Hacker News new | ask | show | jobs
by dangom 1275 days ago
This idea is presented by Jeremy Howard on literally their first Deep Learning for Coders class (most recent edition). A student wanted to classify sounds, but only knew how to do vision, so they converted sounds to spectrograms, fine tuned the model on the labelled spectra, and the classification worked pretty well on test data. That of course does not take the merit away from the Riffusion authors though.
2 comments

The idea of connecting CV to audio via spectrograms pre dates Jeremy Howard's course by quite a bit. That's not really the interesting part here though. The fact that a simple extension of an image generation pipeline produces such impressive results with generative audio is what is interesting. It really emphasizes how useful the idea of stable diffusion is.

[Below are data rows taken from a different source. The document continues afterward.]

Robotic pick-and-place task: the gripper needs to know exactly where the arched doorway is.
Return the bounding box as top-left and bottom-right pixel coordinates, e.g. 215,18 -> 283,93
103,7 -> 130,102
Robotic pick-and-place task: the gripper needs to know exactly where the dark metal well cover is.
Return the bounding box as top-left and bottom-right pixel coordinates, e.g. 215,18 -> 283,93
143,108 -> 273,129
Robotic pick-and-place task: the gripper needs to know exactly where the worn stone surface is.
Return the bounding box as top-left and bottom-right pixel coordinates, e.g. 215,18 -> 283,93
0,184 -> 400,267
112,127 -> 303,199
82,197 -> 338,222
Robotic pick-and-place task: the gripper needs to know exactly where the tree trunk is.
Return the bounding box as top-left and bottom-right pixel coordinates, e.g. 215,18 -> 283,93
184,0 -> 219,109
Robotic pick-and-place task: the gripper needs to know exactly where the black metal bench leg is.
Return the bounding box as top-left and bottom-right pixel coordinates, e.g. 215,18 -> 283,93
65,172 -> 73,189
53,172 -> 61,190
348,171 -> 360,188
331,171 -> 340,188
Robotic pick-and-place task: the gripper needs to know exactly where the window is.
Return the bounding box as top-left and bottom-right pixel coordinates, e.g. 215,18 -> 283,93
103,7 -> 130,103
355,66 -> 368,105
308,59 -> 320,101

edit: added a bit more to the thought

The idea to apply computer vision algorithms to spectrograms is not new. I don't know who first came up with it, but I first came across it about a decade ago.

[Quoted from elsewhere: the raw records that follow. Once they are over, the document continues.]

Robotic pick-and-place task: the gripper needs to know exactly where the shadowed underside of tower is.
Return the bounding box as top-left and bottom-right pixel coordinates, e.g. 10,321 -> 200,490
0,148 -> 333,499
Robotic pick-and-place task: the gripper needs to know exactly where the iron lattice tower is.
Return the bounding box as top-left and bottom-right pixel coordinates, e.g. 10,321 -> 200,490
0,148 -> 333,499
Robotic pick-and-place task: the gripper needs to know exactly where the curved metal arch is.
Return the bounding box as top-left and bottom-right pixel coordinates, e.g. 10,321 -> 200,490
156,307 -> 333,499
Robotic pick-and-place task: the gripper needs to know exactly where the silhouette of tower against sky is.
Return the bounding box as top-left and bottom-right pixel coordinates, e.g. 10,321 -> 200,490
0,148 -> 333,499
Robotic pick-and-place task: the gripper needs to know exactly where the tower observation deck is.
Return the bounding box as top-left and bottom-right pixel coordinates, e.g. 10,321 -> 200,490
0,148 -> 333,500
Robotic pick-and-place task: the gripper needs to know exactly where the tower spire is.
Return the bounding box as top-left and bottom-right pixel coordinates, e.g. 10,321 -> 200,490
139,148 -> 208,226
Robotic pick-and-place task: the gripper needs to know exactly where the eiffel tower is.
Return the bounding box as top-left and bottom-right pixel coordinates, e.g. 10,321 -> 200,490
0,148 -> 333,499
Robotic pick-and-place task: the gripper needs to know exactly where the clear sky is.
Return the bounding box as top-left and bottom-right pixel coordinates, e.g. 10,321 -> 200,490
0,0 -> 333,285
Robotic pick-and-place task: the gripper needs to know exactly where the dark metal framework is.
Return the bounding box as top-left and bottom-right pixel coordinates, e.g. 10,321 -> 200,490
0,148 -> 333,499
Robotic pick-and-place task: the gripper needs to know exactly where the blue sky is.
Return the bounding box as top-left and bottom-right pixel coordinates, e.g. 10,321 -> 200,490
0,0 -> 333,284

I just ran a quick Google Scholar search, and the first result is https://ieeexplore.ieee.org/abstract/document/5672395

This is from 2010. I didn't go looking, but it wouldn't surprise me if the idea is older than that.

There were a number of systems designed for composers in the 90s (also continuing through to today) designed for the workflow of converting a sound to a spectrogram, doing visual processing on the image, and then re-synthesizing the sound from the altered spectrogram. Many were inspired by Xenakis' UPIC system which was designed around the second half of this workflow: you'd draw the spectrogram with a pen and then synthesize it.

https://en.wikipedia.org/wiki/UPIC

Edit: my favorite of all these systems was Chris Penrose's HyperUPIC which provided a lot of freedom in configuring how the analysis and synthesis steps worked.